Histoires vraies du Haut-Jura

Un rêve de cabanes, par Maryse

5 décembre 2021

Temps de lecture : 3 minutes


Une histoire collectée en 2021.

 

Transcription de l’histoire audio

Un chalet en bois ronds, à La Pesse.

Bien qu’habitant très près de Saint-Claude, je me suis retrouvée interne au lycée de Saint-Claude pour des raisons financières. Donc d’abord au lycée de filles et puis au lycée de filles il y avait une petite tradition  : les bons élèves on les mettait dans les sections classiques, donc au lycée de garçons. Donc à 11 ans et quelques mois, je me retrouve dans une classe du lycée de garçons, en sixième. Moi j’étais un peu paumée, enfin moyennement, et j’avais remarqué qu’à l’internât, il y avait pas mal de filles du Haut-Jura qui étaient vraiment bien perdues, qui étaient encore vraiment des filles de paysans. Alors certaines avaient encore l’odeur des vaches au dortoir. Enfin bon, c’était particulier.
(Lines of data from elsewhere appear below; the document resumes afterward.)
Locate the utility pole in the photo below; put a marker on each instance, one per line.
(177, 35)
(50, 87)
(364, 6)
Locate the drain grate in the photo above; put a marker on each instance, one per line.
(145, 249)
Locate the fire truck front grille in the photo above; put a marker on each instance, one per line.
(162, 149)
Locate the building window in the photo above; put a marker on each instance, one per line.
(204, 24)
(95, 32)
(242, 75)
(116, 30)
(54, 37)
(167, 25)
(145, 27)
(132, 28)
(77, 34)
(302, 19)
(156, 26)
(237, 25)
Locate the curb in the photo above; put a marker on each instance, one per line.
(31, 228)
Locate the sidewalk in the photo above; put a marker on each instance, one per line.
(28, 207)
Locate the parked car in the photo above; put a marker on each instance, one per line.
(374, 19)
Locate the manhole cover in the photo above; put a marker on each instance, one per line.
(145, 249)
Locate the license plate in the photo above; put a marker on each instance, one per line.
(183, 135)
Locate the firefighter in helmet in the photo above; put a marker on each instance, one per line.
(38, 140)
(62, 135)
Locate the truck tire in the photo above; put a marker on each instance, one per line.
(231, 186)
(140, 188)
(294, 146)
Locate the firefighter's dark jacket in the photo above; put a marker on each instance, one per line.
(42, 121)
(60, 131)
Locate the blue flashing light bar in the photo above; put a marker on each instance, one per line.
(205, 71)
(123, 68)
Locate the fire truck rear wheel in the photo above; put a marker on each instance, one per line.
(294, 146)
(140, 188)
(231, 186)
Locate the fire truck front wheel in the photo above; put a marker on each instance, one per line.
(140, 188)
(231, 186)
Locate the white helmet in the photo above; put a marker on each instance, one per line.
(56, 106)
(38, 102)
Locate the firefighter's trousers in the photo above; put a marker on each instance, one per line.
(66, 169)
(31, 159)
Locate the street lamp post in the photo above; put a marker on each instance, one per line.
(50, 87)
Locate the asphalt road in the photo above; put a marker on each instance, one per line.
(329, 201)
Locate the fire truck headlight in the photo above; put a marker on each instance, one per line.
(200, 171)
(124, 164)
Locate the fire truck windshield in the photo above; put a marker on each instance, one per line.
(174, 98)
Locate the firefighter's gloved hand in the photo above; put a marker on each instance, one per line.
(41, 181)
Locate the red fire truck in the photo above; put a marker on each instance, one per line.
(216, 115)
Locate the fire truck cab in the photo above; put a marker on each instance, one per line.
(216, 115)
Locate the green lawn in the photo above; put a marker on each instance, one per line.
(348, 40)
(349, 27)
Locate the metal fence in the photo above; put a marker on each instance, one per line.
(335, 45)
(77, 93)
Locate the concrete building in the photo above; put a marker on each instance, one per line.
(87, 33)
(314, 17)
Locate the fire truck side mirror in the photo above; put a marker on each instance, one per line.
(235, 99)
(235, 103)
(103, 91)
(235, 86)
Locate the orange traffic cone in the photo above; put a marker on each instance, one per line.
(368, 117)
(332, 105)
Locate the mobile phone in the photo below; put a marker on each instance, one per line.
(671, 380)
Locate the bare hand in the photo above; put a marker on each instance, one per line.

Et puis dans la classe de 6ème du lycée de garçons, il y avait un seul garçon fils de paysan que j’avais repéré parce qu’il était plus pataud, parce qu’il avait sa grande blouse grise, parce que il était un peu paumé : il s’appelait Alain Villermot. Comme moi je m’appelais Villermet, on s’est un petit peu rapprochés. Il a été d’une famille nombreuse, moi aussi. Bon, on a tout de suite eu des atomes un peu crochus, mais en sixième il me tapait dessus et je me sauvais. Il n’y avait pas plus de moyens de montrer qu’on s’aimait bien quoi, enfin surtout lui. Et il parlait beaucoup de La Pesse, de la ferme de ses parents et qu’il faisait des cabanes, beaucoup de cabanes dans les bois. Ça faisait pas beaucoup avancer son intégration dans cette classe de 6ème de Saint-Claude où les autres étaient quand même des enfants de petits industriels, de commerçants, etc.

Je crois qu’on s’est rapprochés aussi parce qu’on était les deux seuls pas très riches et un peu paumés de la classe. Nous continuons nos vies, je pense qu’en quatrième on a changé de classe. De temps en temps j’avais de ses nouvelles, mais vraiment on s’est perdus de vue. Et puis en 2005, j’étais revenue à La Pesse pour un travail d’écriture, et puis je faisais aussi des interviews en quelque sorte. On me dit : « Mais il y a Mémot qui a vraiment une histoire particulière ». Je dis : « Mémot, Alain Villermot ? ». « Bah oui, Alain Villermot : Mémot. C’est lui qui a créé l’entreprise des Bois Ronds  ». Je suis vite allé le voir et effectivement les gens de La Pesse connaissent cette entreprise, c’est une très grosse entreprise qui fabrique des maisons en bois rond et qui a très bien prospéré.

Donc je suis arrivée et j’ai trouvé mon Mémot dans son bureau, pas un homme d’affaires mais quand même un chef d’entreprise opulent. On s’est souvenus de nos années de sixième et puis il m’a raconté une histoire vraiment assez extraordinaire parce qu’il m’a dit : « Oui moi j’ai toujours rêvé de cabanes, j’ai toujours construit des cabanes. J’avais aussi lu Jack London, enfin tous les écrivains Canadiens – alors que moi je ne le voyais pas en train de lire –  et mon seul rêve c’était de construire des maisons en bois rond. Ce que j’ai fait, j’ai construit une première sur le terrain de mon père avec un copain : c’était tout branlant, c’était tout moche mais enfin c’était une maison en bois rond. Ensuite on en a construit d’autres et j’ai réalisé mon rêve. » Je lui demande ce qu’était son rêve et il me répond : « Qu’il y est partout, tout autour à La Pesse, des maisons en bois ronds ». Et c’est vrai, il y en a.